If you google "10 mistakes purchasing automation" you'll see a list that I hand out to all my customers. Its been around for decades (the original was published in 1988, and all the internet copies don't always credit the original author), but it is as timeless as automation itself.

To the "happy" comment, I always suggest buying the customer's project manager a puppy at the start of the project...because, no matter how things turn out, he'll have a puppy throughout the process...and, really, who can't be happy with a puppy.

:)
 
That is why you write your proposal with enough detail to cover your design AND have an authority of your customer sign off on your design.
At least then you have a way to charge for any changes. I have seen two machine builders go out of business because of not having this.
 
As Russ said, get it spelled out ahead-of-time - in writing.

And if there are requests for changes, get those requests in writing too.
Absolutely!!! Customers who don't care or know what they want are all too common!!
Sometimes you are better off to just walk away and let someone else have the problems.
 
...very few things bug me more than when a customer gives you zero direction on what they want, and then when you've already done a bunch of work (even completed it), suddenly they have all these demands and standards you have to follow.
Often, what few instructions and communications that the customer DOES give are not passed through the company hierarchy to the person that needs to know. Someone at the top interprets what s/he THINKS the customrer will pay for and that WE can supply (whether it really solves the customer's problem or not).

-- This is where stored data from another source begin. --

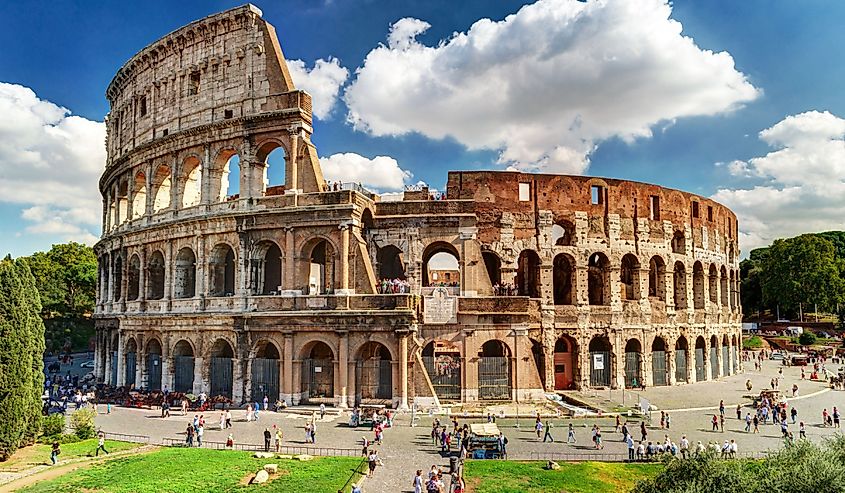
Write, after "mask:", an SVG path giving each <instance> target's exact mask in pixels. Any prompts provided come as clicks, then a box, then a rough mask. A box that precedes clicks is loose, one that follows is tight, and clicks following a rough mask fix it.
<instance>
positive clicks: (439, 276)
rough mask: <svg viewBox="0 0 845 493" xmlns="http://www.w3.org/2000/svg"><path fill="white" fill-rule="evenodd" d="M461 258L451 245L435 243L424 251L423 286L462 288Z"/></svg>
mask: <svg viewBox="0 0 845 493" xmlns="http://www.w3.org/2000/svg"><path fill="white" fill-rule="evenodd" d="M460 269H461V257H460V255H458V250H457V248H455V246H454V245H452V244H451V243H447V242H445V241H435V242H434V243H431V244H429V245H428V246H426V247H425V250H423V286H460V284H461V271H460Z"/></svg>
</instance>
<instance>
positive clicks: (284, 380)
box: [281, 332, 293, 406]
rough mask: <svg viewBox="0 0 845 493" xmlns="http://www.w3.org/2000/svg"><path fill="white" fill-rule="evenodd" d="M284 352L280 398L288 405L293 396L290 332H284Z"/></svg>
mask: <svg viewBox="0 0 845 493" xmlns="http://www.w3.org/2000/svg"><path fill="white" fill-rule="evenodd" d="M284 353H285V355H284V361H283V363H282V364H283V367H284V370H283V371H282V396H281V398H282V400H284V401H285V403H286V404H287V405H289V406H290V405H292V398H293V334H292V333H290V332H285V333H284Z"/></svg>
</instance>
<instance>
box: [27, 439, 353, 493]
mask: <svg viewBox="0 0 845 493" xmlns="http://www.w3.org/2000/svg"><path fill="white" fill-rule="evenodd" d="M271 463H274V464H278V465H279V474H278V475H276V476H275V477H274V478H273V479H272V480H271V481H270V482H269V483H267V484H265V485H261V486H248V485H246V482H247V481H248V480H249V478H251V477H252V476H251V474H254V473H255V472H256V471H257V470H259V469H260V468H261V467H263V466H264V464H271ZM360 463H361V458H359V457H321V458H314V459H313V460H311V461H304V462H300V461H296V460H281V459H254V458H252V454H250V453H249V452H238V451H231V450H209V449H198V448H193V449H185V448H163V449H160V450H156V451H153V452H150V453H147V454H142V455H134V456H127V457H121V458H117V459H113V460H110V461H107V462H102V463H97V464H94V465H92V466H91V467H88V468H85V469H79V470H76V471H73V472H70V473H68V474H65V475H64V476H61V477H59V478H56V479H53V480H49V481H42V482H40V483H38V484H36V485H33V486H30V487H29V488H26V489H23V490H20V491H25V492H45V493H46V492H56V493H59V492H79V491H85V492H89V493H94V492H103V493H106V492H109V493H158V492H179V493H189V492H207V491H214V492H226V491H241V490H247V489H252V490H256V489H258V490H260V491H262V492H270V491H285V492H293V493H306V492H311V491H315V492H317V491H319V492H330V493H334V492H336V491H337V490H338V489H339V488H340V487H341V486H343V484H344V483H345V482H346V480H347V479H348V478H349V477H350V476H351V475H352V472H353V470H355V468H356V467H357V466H358V465H359V464H360Z"/></svg>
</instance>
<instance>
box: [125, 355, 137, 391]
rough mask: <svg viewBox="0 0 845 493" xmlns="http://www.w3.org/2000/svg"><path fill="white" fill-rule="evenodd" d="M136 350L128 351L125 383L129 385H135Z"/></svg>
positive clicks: (125, 375) (126, 362)
mask: <svg viewBox="0 0 845 493" xmlns="http://www.w3.org/2000/svg"><path fill="white" fill-rule="evenodd" d="M135 368H136V365H135V352H134V351H132V352H129V353H126V375H125V376H124V378H123V379H124V380H125V382H124V385H126V386H127V387H129V386H131V385H135Z"/></svg>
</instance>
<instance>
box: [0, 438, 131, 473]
mask: <svg viewBox="0 0 845 493" xmlns="http://www.w3.org/2000/svg"><path fill="white" fill-rule="evenodd" d="M140 446H141V444H139V443H127V442H116V441H113V440H106V450H108V451H109V452H118V451H121V450H129V449H133V448H138V447H140ZM96 449H97V439H96V438H92V439H90V440H82V441H80V442H75V443H64V444H62V445H61V450H62V453H61V454H60V455H59V460H60V461H64V460H68V459H77V458H79V457H93V456H94V451H95V450H96ZM51 450H52V447H51V446H50V445H47V444H43V443H36V444H35V445H32V446H30V447H24V448H22V449H18V450H17V451H15V453H14V455H12V456H11V457H9V460H7V461H5V462H0V472H20V471H23V470H25V469H29V468H30V467H34V466H39V465H43V464H50V451H51ZM100 455H102V452H101V453H100Z"/></svg>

Lack of good communication has resulted in a lot of failed projects.
 
To jdbrandt's ten commandments I would add, "furnish good parts for the runoff". I've seen a couple of cases where the end user supplied out of tolerance parts for the witness test at the OEM's factory. When confronted out about it the end user's excuse was "we figured if you could handle out of spec parts, then we'd have no trouble with good ones" or, "we didn't want to waste good parts on trial runs".
 
During commissioning the project manager tells us:

"We are an FDA regulated facility, we need this system to be properly VALIDATED with all associated paperwork and signoffs."

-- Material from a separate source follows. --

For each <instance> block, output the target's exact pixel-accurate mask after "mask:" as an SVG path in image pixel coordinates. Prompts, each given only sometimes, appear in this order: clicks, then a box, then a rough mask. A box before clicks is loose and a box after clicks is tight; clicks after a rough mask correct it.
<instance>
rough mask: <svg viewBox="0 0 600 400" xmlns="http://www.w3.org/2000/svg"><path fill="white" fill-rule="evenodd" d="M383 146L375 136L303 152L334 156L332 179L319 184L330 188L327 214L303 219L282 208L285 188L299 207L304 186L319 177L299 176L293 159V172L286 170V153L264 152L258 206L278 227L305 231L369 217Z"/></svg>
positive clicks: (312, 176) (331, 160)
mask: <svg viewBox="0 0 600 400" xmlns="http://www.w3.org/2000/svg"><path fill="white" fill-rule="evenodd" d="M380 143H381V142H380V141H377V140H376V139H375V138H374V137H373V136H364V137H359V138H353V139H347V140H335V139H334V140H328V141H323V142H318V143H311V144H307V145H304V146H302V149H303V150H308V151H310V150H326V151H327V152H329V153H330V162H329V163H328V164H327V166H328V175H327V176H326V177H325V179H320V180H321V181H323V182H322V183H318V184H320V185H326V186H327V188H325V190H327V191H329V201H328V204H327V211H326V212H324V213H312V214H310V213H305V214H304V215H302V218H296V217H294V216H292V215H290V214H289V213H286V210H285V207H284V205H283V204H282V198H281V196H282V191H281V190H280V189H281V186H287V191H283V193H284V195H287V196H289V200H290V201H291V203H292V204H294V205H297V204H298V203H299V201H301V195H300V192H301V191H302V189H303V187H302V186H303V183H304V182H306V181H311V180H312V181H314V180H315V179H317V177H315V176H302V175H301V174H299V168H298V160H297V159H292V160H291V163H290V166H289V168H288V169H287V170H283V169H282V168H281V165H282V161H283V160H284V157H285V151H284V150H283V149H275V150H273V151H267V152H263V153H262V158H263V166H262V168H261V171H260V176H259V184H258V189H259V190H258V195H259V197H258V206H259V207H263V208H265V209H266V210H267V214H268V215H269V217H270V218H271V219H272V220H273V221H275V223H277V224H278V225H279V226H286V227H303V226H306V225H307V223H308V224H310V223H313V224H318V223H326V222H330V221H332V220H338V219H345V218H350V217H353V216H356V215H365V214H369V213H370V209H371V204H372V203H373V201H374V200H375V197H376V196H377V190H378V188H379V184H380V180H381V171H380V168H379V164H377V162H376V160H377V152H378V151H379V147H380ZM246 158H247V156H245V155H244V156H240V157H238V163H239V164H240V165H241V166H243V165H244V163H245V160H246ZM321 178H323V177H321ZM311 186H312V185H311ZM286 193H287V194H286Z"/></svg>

(Even though we discussed this in the sales phase and it was stated validation was not require).

But keep commissioning so we can produce sellable product in the meantime. durrr......WHAT?!??!:eek::eek::eek::eek::eek:

That was ridiculous. Thankfully they hired a 3rd party to sort out the validation procedures.
 
During commissioning the project manager tells us:

"We are an FDA regulated facility, we need this system to be properly VALIDATED with all associated paperwork and signoffs."

(Even though we discussed this in the sales phase and it was stated validation was not require).

But keep commissioning so we can produce sellable product in the meantime. durrr......WHAT?!??!:eek::eek::eek::eek::eek:

That was ridiculous. Thankfully they hired a 3rd party to sort out the validation procedures.

That sounds like the "oh by the way, this panel needs to be UL Listed" notifications I've gotten halfway through construction.